Zillow API – No Thanks

Noticing that there was no Zillow app for Android, I recently embarked on writing one. Pretty simple, assuming they make their data available in a reasonable manner.

Taking a look at their terms of use made my heart sink a little. Quite complicated, and mostly targeted towards integration with web pages. I sent them an email asking whether an Android app would violate their terms of use. A few days later, I received a response. Yes, an Android would violate. They didn’t say exactly how, or why.

Here’s a tip for API providers: it’s a good thing when third parties offer to integrate with your API, creating free applications that make money for you, with no personal gain to them.

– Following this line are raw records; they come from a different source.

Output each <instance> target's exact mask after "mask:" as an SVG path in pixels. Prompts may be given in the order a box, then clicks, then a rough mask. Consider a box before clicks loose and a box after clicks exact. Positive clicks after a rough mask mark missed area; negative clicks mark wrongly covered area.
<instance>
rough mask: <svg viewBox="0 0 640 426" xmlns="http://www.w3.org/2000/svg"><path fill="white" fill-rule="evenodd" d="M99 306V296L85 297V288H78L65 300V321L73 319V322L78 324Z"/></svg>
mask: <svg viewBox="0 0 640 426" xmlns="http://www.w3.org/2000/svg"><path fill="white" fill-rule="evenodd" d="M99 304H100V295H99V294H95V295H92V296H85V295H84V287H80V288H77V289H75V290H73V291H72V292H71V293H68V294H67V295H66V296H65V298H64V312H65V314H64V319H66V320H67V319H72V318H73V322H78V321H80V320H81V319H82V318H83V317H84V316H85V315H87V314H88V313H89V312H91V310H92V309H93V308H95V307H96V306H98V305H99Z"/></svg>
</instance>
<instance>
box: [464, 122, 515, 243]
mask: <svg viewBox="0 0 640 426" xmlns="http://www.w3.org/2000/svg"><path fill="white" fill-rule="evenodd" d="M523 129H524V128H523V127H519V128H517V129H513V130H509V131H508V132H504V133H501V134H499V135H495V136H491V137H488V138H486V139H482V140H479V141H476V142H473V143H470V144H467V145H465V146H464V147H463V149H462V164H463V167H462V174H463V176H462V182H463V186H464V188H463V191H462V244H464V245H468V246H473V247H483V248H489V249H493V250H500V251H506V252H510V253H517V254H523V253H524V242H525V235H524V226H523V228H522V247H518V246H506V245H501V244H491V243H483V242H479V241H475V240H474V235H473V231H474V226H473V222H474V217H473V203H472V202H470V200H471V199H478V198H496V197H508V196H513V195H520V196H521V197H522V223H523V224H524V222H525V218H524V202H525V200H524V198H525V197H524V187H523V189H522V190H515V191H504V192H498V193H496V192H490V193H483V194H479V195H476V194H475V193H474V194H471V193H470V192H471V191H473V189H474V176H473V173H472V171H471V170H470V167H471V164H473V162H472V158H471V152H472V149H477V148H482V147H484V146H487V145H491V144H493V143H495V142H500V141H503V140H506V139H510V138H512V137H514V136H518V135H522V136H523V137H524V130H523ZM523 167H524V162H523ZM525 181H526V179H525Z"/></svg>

Regardless, as it turns out, the API itself wasn’t satisfactory (by design I think). If you go to the Zillow site and search, you get very rich results. The API doesn’t return the same data. Consider the most basic use case: given an address, show surrounding Zillow data. The API can’t handle this. All it can really do is take in an address, and return specific results. And, the address needs to be very particular. It’s not good about handling fuzzily-entered addresses. The API docs say that it returns data for surrounding addresses. It may return one or two, but that’s it. As I mentioned, the same search on the Zillow site returns tens of results.

One Response to Zillow API – No Thanks

  1. Justin says:

    I was complaining to myself about the same thing. The addresses have to be correct to the letter and sometimes won’t even yield a result if they are 100% correct. The same search on their site provides far more and richer results than the API. I wish the API would at least return whether the house was for sale, sold, in foreclosure, pending, etc. It makes it hard to build an app to find good buys in the market based on comps or recent sales if I don’t know what the status of the sale is.